Pressemitteilung 12.09.2016

EU-Agrarminister: Mehr Verhandlungsmacht für Erzeuger erkämpfen

Zum Treffen der europäischen Agrarministerinnen und -minister vom 11. bis 13. September 2016 in Bratislava erklärt Friedrich Ostendorff, Sprecher für Agrarpolitik:

Wir begrüßen die Initiative der slowakischen Präsidentschaft, die Stärkung der Landwirte in der Lebensmittelversorgungskette in den Fokus zu rücken. Der Lebensmitteleinzelhandel ist ein Oligopol – die vier größten Konzerne beherrschen zusammen 85 Prozent des Marktes. Diese Macht nutzen die Konzerne in den Verhandlungen mit den Erzeugern rücksichtslos aus.

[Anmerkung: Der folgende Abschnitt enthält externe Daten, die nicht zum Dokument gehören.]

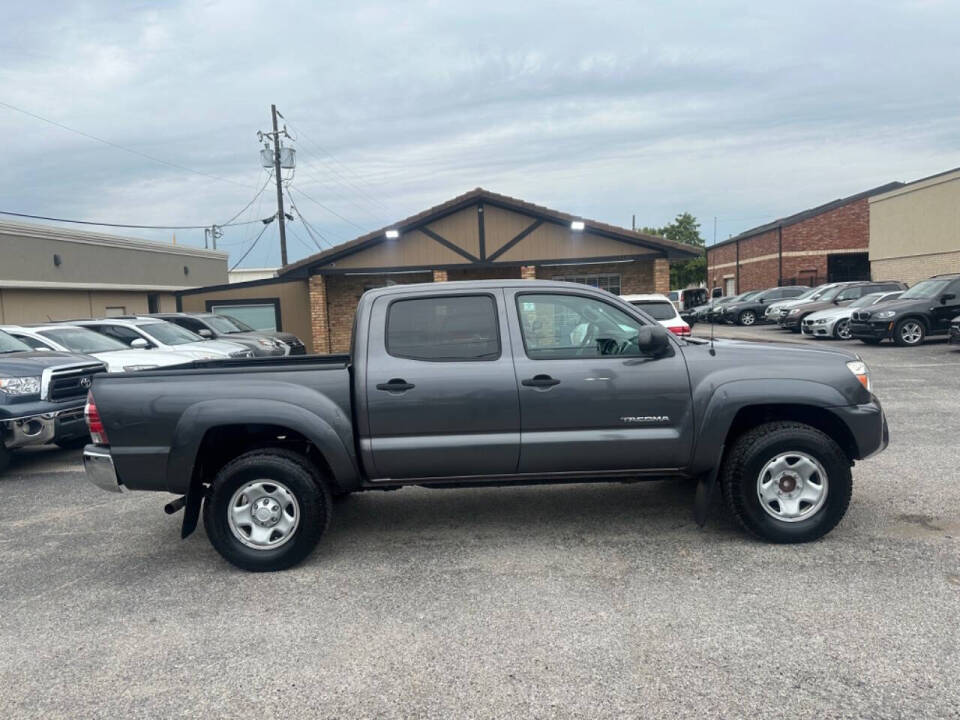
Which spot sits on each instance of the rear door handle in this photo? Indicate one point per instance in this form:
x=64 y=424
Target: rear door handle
x=396 y=385
x=540 y=381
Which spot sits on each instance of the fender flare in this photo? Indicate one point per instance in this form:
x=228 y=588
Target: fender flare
x=200 y=418
x=730 y=398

Minister Schmidt konnte bisher keine Akzente setzen, um eine fairere Verteilung in der Wertschöpfungskette zu erreichen. Das wird auch bei den Streitigkeiten um die mögliche Tengelmann-Übernahme durch Edeka deutlich. Sie würde die Konzentration und Intransparenz des Marktes weiter verstärken. Es mischen sich viele ein, doch aus dem Landwirtschaftsministerium bleibt es – einmal mehr – still.

Wir fordern Landwirtschaftsminister Schmidt auf, sich mit aller Vehemenz für eine Stärkung der Bäuerinnen und Bauern in der Lebensmittelkette einzusetzen. Schöne Worthülsen helfen den Bäuerinnen und Bauern in der aktuellen katastrophalen Lage auf den Agrarmärkten nicht weiter. Sie sind derzeit die Verlierer von Schmidts mutloser Agrarpolitik.